During her first job after college, Callis took senior citizens to the local YMCA pool for exercise.
“I was not formally trained,” she admitted. “But I saw how free and happy the people were in the water and how they moved easier. I thought, ‘this is awesome.'”
From there, Callis found out about a water therapy conference in Washington, D.C. and her supervisor gave her the time off to attend. It was then she realized this was what she wanted to do. That confidence in her newfound passion led her to a job with ECU Health.
“I had a job but was looking to move back to Greenville,” Callis said. “I knew the hospital was building a pool facility and I asked the manager of the recreational therapy department what I needed to do to be eligible to apply for a job with them. He told me, and I went home and worked on those things. When it came time to apply for the job, I got it and I’ve been here ever since.”
That was in 1997, and Callis has been an essential player in ECU Health’s aquatic therapy.
“It was the right fit. I coordinate the aquatic therapy program and we’re fortunate to serve through the entire continuum of care, from acute to outpatient and community-based services,” Callis explained.
While she wasn’t initially looking to serve as an able-bodied swim partner in The Crossing, Callis said it’s been a good change of pace to her daily routine. This year, Callis agreed to be the able-bodied swim partner for an adult woman with cerebral palsy.
“Training her has challenged my problem-solving skills to help her be as independent as possible while improving her endurance,” Callis said. “When working with individuals with physical disabilities, the swim strokes are similar, but you have to adapt them to the diagnosis and the individual’s needs. I’ve had to figure out the logistics of things like getting my swim partner in and out of the lake, moving wheelchairs and coordinating volunteers. It’s fun because I’m training too!”
After last year’s success, this year, Callis helped coordinate five swimmers with physical disabilities to complete the event.
“With five swimmers, I needed help,” Callis said. She reached out to her team, and several were eager to help.
Kristin Jones, recreational therapist, Tasha Williams, clinical nurse specialist and Karen Pickles, physical therapist, also volunteered their time to help train and support the swimmers.
“Kristin and Karen were in the water to support the swimmers by paddle board and kayak, in addition to me,” Callis shared. “Tasha offered help with wheelchairs and transfers and cheered us on as we swam.”
That team support means a lot, but Callis said it’s not surprising that her colleagues jumped in to help.
“All of these swimmers except one have been our patients in some capacity over the years,” Callis explained. “It’s fulfilling to see a patient go from a new injury, when they’re at their most vulnerable, to having goals and flourishing. It’s nice to see it come full circle. These were once our patients, and now they’re our peers in the community.”

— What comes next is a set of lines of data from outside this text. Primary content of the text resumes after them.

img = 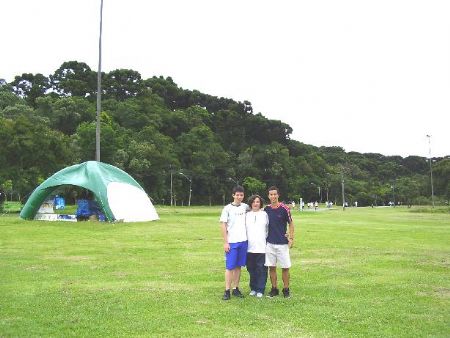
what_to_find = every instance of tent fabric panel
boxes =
[20,161,157,221]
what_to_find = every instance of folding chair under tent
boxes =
[20,161,159,222]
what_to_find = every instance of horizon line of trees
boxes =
[0,61,450,206]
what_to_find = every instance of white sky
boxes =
[0,0,450,156]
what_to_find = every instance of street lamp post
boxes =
[427,135,434,208]
[179,171,192,206]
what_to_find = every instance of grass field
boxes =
[0,207,450,337]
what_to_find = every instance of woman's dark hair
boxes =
[232,185,244,195]
[248,195,264,209]
[267,185,280,195]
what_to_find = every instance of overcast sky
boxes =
[0,0,450,156]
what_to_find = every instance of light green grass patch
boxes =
[0,207,450,337]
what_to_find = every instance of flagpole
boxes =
[95,0,103,162]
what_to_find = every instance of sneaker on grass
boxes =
[267,288,280,298]
[222,290,231,300]
[232,288,244,298]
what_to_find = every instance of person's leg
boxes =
[222,243,237,300]
[269,266,277,289]
[247,252,256,291]
[232,266,241,289]
[281,268,289,289]
[225,269,233,290]
[254,253,267,293]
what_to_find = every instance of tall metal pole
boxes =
[427,135,434,208]
[179,171,192,206]
[95,0,103,162]
[189,179,192,206]
[170,166,173,206]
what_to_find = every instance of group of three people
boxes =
[220,186,294,300]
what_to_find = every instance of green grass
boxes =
[0,207,450,337]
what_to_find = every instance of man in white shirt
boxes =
[220,186,248,300]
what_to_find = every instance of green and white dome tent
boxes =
[20,161,159,222]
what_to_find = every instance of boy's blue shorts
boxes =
[225,241,248,270]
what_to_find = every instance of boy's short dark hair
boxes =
[232,185,245,195]
[267,185,280,195]
[248,195,264,209]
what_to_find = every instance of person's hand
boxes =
[288,238,294,249]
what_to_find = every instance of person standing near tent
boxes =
[264,186,294,298]
[220,186,248,300]
[245,195,269,298]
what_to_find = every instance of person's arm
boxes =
[220,222,230,252]
[288,221,294,248]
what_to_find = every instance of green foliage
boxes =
[243,177,266,196]
[0,61,450,206]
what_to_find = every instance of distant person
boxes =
[264,186,294,298]
[220,186,248,300]
[245,195,269,298]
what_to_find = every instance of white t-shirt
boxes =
[219,203,248,243]
[245,210,269,253]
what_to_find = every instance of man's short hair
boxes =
[233,185,245,195]
[267,185,280,195]
[248,195,264,209]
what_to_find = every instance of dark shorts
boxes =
[225,241,248,270]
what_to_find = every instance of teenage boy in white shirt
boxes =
[220,186,248,300]
[245,195,269,298]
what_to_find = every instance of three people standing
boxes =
[220,186,294,300]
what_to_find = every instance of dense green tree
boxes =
[10,73,50,107]
[50,61,97,100]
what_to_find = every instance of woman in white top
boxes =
[245,195,269,298]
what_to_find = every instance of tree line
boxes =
[0,61,450,205]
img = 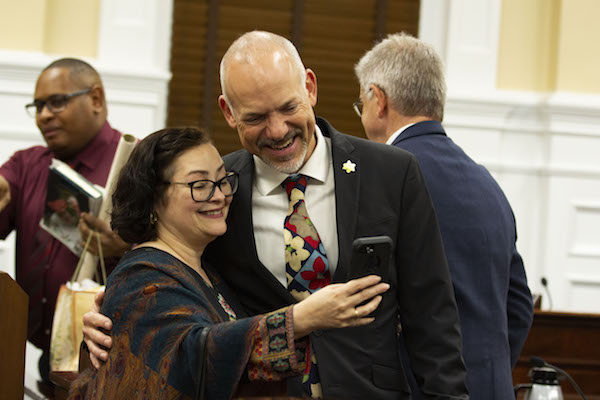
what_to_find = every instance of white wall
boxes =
[0,0,172,391]
[420,0,600,313]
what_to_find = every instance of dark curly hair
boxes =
[110,127,213,243]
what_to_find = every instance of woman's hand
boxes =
[83,288,112,369]
[294,275,390,339]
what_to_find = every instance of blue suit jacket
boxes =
[393,121,533,400]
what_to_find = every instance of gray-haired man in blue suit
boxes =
[355,34,533,400]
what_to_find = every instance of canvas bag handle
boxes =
[71,231,106,285]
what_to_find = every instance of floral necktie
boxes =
[282,174,331,398]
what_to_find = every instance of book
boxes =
[40,159,103,256]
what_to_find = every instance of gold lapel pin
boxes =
[342,160,356,174]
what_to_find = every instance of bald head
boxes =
[219,31,306,106]
[42,58,102,100]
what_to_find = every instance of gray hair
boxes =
[219,31,306,108]
[354,33,446,122]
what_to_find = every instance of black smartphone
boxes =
[349,236,393,282]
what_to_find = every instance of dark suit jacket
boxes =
[393,121,533,400]
[205,118,467,399]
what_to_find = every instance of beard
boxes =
[257,129,308,174]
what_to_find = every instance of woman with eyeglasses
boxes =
[70,128,389,399]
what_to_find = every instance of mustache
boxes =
[256,129,302,148]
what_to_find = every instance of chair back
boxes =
[0,272,29,399]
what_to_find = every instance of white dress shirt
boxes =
[252,125,338,288]
[385,122,416,144]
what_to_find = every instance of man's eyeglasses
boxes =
[25,88,92,118]
[165,172,238,203]
[352,88,373,118]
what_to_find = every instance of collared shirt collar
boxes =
[253,124,331,196]
[385,122,416,144]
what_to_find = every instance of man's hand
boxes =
[83,288,112,369]
[79,213,131,257]
[0,175,10,212]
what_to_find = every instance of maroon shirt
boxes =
[0,122,121,351]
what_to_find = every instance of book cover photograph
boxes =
[40,159,102,256]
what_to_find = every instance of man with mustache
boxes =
[84,31,468,399]
[0,58,129,391]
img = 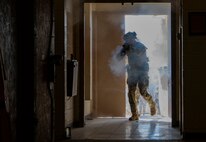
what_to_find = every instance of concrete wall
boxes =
[65,0,74,126]
[0,0,17,140]
[34,0,54,142]
[183,0,206,133]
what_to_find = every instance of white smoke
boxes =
[109,46,126,77]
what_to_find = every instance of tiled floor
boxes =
[71,116,181,141]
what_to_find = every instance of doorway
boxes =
[81,2,181,140]
[125,14,172,122]
[84,3,171,117]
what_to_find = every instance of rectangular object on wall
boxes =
[67,60,78,96]
[188,12,206,35]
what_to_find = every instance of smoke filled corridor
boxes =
[82,3,180,139]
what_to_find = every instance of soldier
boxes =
[117,32,156,121]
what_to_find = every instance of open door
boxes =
[93,11,125,117]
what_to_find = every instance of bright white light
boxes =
[125,15,171,116]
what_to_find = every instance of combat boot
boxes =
[129,114,139,121]
[150,102,156,116]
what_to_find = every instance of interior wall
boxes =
[34,0,54,142]
[183,0,206,133]
[64,0,74,126]
[93,12,126,117]
[0,0,17,141]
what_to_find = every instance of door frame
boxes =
[79,0,182,127]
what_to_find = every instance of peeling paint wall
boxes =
[34,0,54,142]
[0,0,17,141]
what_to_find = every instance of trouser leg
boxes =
[128,84,138,115]
[138,77,156,115]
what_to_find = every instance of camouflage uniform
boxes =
[120,32,156,120]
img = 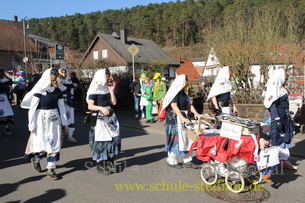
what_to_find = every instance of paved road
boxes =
[0,108,305,203]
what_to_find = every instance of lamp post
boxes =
[23,16,29,77]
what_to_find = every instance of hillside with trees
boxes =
[25,0,305,58]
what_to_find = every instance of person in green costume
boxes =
[139,77,155,123]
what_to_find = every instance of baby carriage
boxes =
[288,93,305,133]
[190,115,262,193]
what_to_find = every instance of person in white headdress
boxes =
[162,74,200,169]
[0,68,14,135]
[264,68,297,169]
[86,69,121,175]
[207,66,237,114]
[20,68,68,180]
[58,67,77,143]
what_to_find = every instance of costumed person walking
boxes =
[21,68,68,180]
[207,66,237,115]
[131,74,146,118]
[58,68,77,143]
[13,71,25,107]
[0,68,14,135]
[86,69,121,175]
[138,77,155,123]
[153,73,166,122]
[162,75,200,169]
[264,68,297,170]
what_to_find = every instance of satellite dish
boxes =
[22,57,29,63]
[111,32,118,38]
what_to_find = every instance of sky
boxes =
[0,0,176,21]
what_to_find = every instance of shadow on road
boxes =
[24,189,66,203]
[0,175,45,197]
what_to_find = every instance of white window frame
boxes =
[102,49,108,59]
[92,51,98,60]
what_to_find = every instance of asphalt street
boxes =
[0,107,305,203]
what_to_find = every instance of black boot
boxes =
[47,169,58,180]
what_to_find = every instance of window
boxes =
[93,51,98,60]
[102,49,108,59]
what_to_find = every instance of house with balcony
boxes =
[80,30,180,77]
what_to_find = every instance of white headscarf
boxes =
[207,66,232,100]
[264,68,287,108]
[162,74,186,110]
[20,68,52,109]
[86,69,109,103]
[58,67,72,91]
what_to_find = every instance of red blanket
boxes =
[189,134,259,163]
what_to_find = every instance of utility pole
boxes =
[22,17,29,78]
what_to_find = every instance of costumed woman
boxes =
[153,73,166,122]
[264,68,297,170]
[162,74,199,169]
[58,68,77,143]
[21,68,68,180]
[86,69,121,175]
[207,66,237,115]
[0,68,14,135]
[138,77,155,123]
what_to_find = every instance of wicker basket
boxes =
[186,128,199,142]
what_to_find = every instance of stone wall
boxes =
[201,103,266,121]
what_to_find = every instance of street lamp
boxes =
[23,16,29,77]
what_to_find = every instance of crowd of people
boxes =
[0,66,297,182]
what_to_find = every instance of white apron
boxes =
[177,111,193,152]
[0,94,14,117]
[29,109,61,154]
[94,107,120,141]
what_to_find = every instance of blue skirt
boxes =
[165,124,188,157]
[89,127,121,160]
[270,108,294,146]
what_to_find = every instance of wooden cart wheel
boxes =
[200,163,218,185]
[225,171,245,193]
[245,164,262,185]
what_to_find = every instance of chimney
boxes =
[121,29,127,44]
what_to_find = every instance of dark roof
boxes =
[28,34,64,47]
[0,20,24,51]
[176,59,199,81]
[0,20,36,52]
[98,33,179,66]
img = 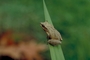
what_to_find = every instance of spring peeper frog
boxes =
[41,22,63,45]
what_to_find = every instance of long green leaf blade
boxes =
[43,0,65,60]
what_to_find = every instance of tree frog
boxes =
[41,22,63,46]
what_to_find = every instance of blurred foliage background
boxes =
[0,0,90,60]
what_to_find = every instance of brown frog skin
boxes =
[41,22,63,45]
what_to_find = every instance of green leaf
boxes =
[43,0,65,60]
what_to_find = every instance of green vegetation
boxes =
[43,0,65,60]
[0,0,90,60]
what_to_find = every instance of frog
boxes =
[40,21,63,46]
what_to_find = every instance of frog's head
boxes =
[41,22,49,31]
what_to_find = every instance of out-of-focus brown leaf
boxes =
[0,30,15,46]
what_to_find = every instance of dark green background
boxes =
[0,0,90,60]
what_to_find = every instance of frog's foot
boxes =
[48,39,61,45]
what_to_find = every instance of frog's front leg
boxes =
[48,39,61,45]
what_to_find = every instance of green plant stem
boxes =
[43,0,65,60]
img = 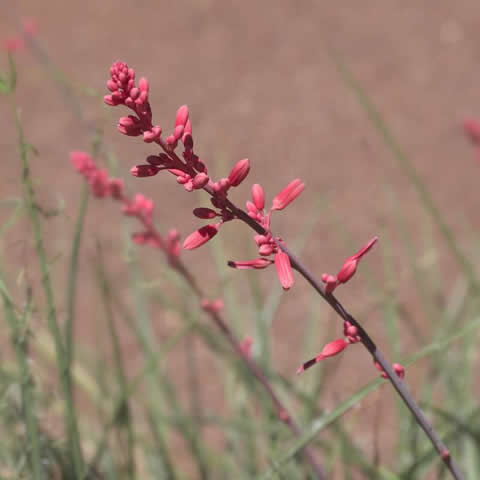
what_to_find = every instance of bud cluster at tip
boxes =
[229,179,305,290]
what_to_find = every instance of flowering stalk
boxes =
[70,152,325,480]
[101,62,464,479]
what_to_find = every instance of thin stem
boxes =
[12,104,84,478]
[223,202,464,480]
[131,214,326,480]
[0,282,45,480]
[151,122,464,480]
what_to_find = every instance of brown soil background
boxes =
[0,0,480,476]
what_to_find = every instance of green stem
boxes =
[65,184,89,369]
[0,276,44,480]
[12,105,85,479]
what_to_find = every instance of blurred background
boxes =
[0,0,480,478]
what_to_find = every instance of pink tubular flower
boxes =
[275,250,295,290]
[228,158,250,187]
[272,178,305,210]
[183,223,220,250]
[297,338,349,374]
[117,115,142,137]
[337,237,378,283]
[175,105,192,128]
[373,360,405,380]
[130,164,160,177]
[322,273,338,293]
[252,183,265,210]
[193,207,218,220]
[167,228,180,260]
[322,237,378,293]
[228,258,273,270]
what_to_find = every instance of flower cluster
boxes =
[229,179,305,290]
[104,62,404,382]
[104,62,304,289]
[463,118,480,161]
[70,152,180,263]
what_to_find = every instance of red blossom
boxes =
[228,258,273,270]
[193,207,218,220]
[373,360,405,380]
[130,164,160,177]
[272,178,305,210]
[228,158,250,187]
[252,183,265,210]
[183,223,219,250]
[275,251,295,290]
[337,237,378,283]
[297,338,349,374]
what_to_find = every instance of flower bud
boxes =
[274,250,294,290]
[183,224,219,250]
[130,165,160,177]
[272,178,305,210]
[228,158,250,187]
[252,183,265,210]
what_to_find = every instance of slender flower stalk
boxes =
[98,62,464,479]
[70,152,326,480]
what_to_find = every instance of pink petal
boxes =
[130,165,160,177]
[272,178,305,210]
[275,251,295,290]
[193,207,217,220]
[192,172,210,190]
[322,338,349,358]
[252,183,265,210]
[228,158,250,187]
[183,224,218,250]
[175,105,192,127]
[337,259,359,283]
[297,354,324,375]
[350,236,378,259]
[322,273,339,293]
[228,258,273,270]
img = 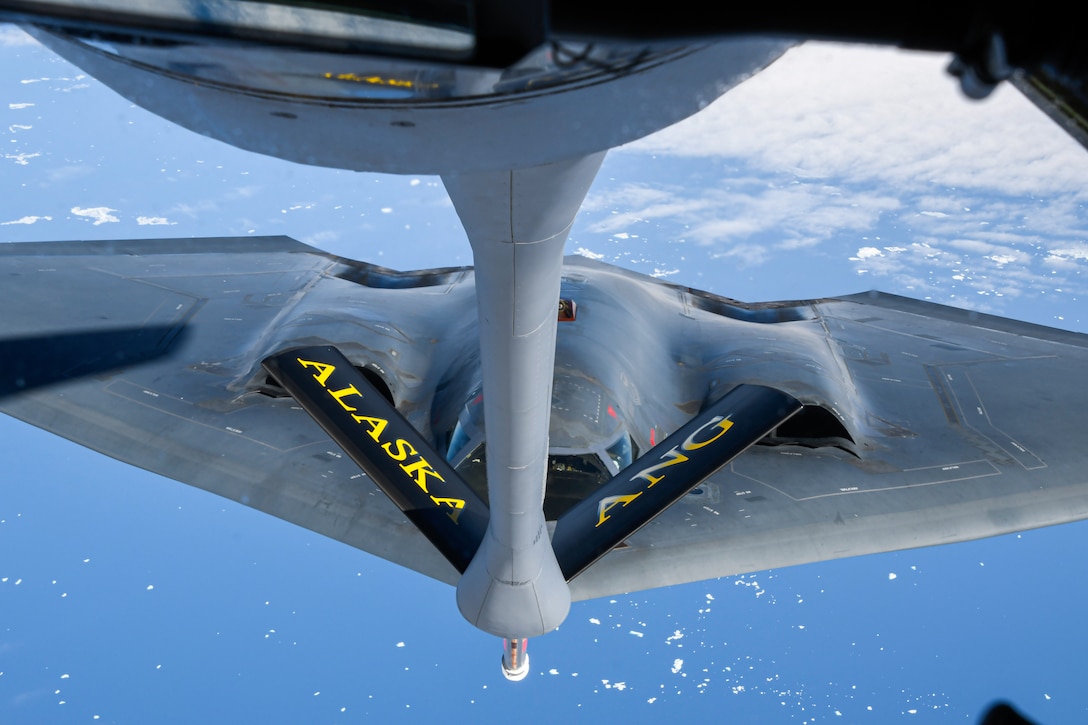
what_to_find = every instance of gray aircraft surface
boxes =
[0,2,1088,678]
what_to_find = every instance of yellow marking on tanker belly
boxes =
[631,448,688,489]
[594,416,733,528]
[325,385,362,413]
[680,416,733,451]
[593,491,642,528]
[351,416,390,443]
[295,357,336,388]
[431,496,465,524]
[295,350,465,515]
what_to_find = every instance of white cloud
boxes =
[625,44,1088,198]
[0,217,53,226]
[72,207,121,226]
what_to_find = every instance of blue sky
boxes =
[0,28,1088,723]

Callis added that while it’s rewarding the see a former patient thrive, she knows the value of them setting their own goals and putting in the work to reach them.
“The swimmers do this not because it was prescribed, but because it’s what they want to do,” she said.
Speaking about The Crossing after the event was completed, Callis said it was a huge success.
“All five swimmers completed their one-mile swim, and they were greeted on the other side by friends, family and their ECU Health family,” Callis said.
The date for next year’s event is already set, and Callis said that while she wants to help coordinate, she mostly wants to swim the one mile herself alongside the swimmers she’s helped train. In the meantime, Callis has other plans. Her next project is partnering with the city of Greenville to offer adaptive kayaking clinics. Whatever she does in the future, Callis said the work she’s done to support swimmers has been invaluable.
“It makes me happy,” she said. “It gives me such satisfaction, and reminds me that this is why I do what I do.”